Keeping it in the family: With self managed superannuation, the entire family can pool their assets in one purpose built fund. Advantages include estate planning tailored in a unified yet flexible family-centric approach. Accumulated family assets greatly increase the potential for multi-generational wealth creation.
Control of investments: Flexibility is a key component of modern investing. Self managed superannuation funds offer control, adaptation and immediacy, beginning with a trust deed exactingly drafted to desired specifications. The result is a flexible approach toward planning of investments. Administration is easily overseen by companies such as Clime, allowing self managed investors time to focus on core strategies.
Savings: Self managed superannuation requires set-up costs plus annual fixed costs. A small fund would not be cost effective due to ongoing costs unless significant contributions to the fund are forthcoming. An asset base of more than $200,000 will begin to improve cost effectiveness in comparison to outsourced superannuation management, although professional guidance is recommended.

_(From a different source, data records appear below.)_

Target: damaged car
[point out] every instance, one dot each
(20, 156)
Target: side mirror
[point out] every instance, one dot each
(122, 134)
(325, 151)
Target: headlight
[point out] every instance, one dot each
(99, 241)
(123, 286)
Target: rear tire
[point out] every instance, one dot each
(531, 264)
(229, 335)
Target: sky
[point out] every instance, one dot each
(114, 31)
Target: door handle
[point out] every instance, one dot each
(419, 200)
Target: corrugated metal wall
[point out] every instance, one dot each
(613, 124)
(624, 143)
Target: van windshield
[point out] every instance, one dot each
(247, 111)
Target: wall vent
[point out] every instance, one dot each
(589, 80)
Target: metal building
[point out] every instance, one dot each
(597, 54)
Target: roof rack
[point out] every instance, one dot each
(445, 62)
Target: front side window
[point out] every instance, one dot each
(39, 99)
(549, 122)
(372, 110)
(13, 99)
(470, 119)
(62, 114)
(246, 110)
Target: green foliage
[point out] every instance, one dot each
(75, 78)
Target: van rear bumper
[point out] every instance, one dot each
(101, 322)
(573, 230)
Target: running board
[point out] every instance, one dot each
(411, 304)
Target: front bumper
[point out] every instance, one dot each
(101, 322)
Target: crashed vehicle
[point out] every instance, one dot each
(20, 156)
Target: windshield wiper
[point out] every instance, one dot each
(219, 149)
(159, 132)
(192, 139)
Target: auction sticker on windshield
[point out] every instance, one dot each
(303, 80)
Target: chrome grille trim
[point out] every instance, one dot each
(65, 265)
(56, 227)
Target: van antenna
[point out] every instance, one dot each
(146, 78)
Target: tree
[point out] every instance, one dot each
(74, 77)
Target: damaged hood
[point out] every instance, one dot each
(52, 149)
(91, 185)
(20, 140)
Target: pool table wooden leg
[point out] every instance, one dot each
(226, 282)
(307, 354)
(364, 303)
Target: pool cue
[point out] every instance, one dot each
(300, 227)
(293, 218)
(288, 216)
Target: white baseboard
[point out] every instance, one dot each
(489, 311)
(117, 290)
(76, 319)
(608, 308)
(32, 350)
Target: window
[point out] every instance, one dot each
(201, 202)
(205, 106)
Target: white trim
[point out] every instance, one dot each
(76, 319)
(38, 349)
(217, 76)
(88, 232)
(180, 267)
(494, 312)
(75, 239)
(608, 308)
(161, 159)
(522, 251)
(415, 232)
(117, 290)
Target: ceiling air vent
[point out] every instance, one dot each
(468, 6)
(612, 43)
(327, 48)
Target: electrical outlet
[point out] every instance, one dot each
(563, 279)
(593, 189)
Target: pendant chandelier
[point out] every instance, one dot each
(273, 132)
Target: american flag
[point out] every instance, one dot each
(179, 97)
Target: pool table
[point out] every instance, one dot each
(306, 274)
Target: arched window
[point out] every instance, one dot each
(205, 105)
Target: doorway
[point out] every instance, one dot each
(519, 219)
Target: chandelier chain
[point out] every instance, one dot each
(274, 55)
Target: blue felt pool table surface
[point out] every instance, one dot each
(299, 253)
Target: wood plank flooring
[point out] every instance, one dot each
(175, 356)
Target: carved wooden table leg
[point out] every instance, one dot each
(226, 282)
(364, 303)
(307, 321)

An increase in fund balance will free up a greater proportion of accumulated wealth that can be directed toward shares, property, term deposits and a number of other investment options.
Choices: In comparison to ordinary superannuation funds, self managed funds offer greater opportunity for a diverse investment portfolio. From property, equities, overseas assets and even artwork, self managed super funds enable investment preferences suited to individual choices. The framework of a fund’s documented investment strategy can facilitate almost unlimited asset choices.
Taxation benefits: Many people are drawn to self managed super funds due to taxation laws that reduce the fund’s tax liability. The accumulation phase incurs a maximum 10% tax, with no tax on capital gains during the pension phase. Estate planning can be tax-effective when self managed, and include payments to beneficiaries.
Long-term planning: Often, superannuation funds don’t allow income payments from the fund. Self managed funds are an exception, with the added attraction of operating right through accumulation and into retirement. This consistency and transparency is an appealing long-term planning strategy for many people.
Relaxed reporting requirements: The introduction of self managed superannuation funds was structured with regular Australians in mind. Less stringent obligations, annual deadlines and member reporting are tailored to suit self managed funds, regardless of whether the reporting is managed by an individual or by a superannuation specialist such as Clime. The concessions applied by the Australian Tax Office greatly facilitate self managed funds.
Be the architect of your own destiny: Most people like to have some control over their savings, and superannuation is no exception. Rapid advances in technology plus the ability to remain updated has facilitated a new breed of savvy investors keen to make the most out of their financial portfolio. Individual and collective options for self managed super funds are almost limitless.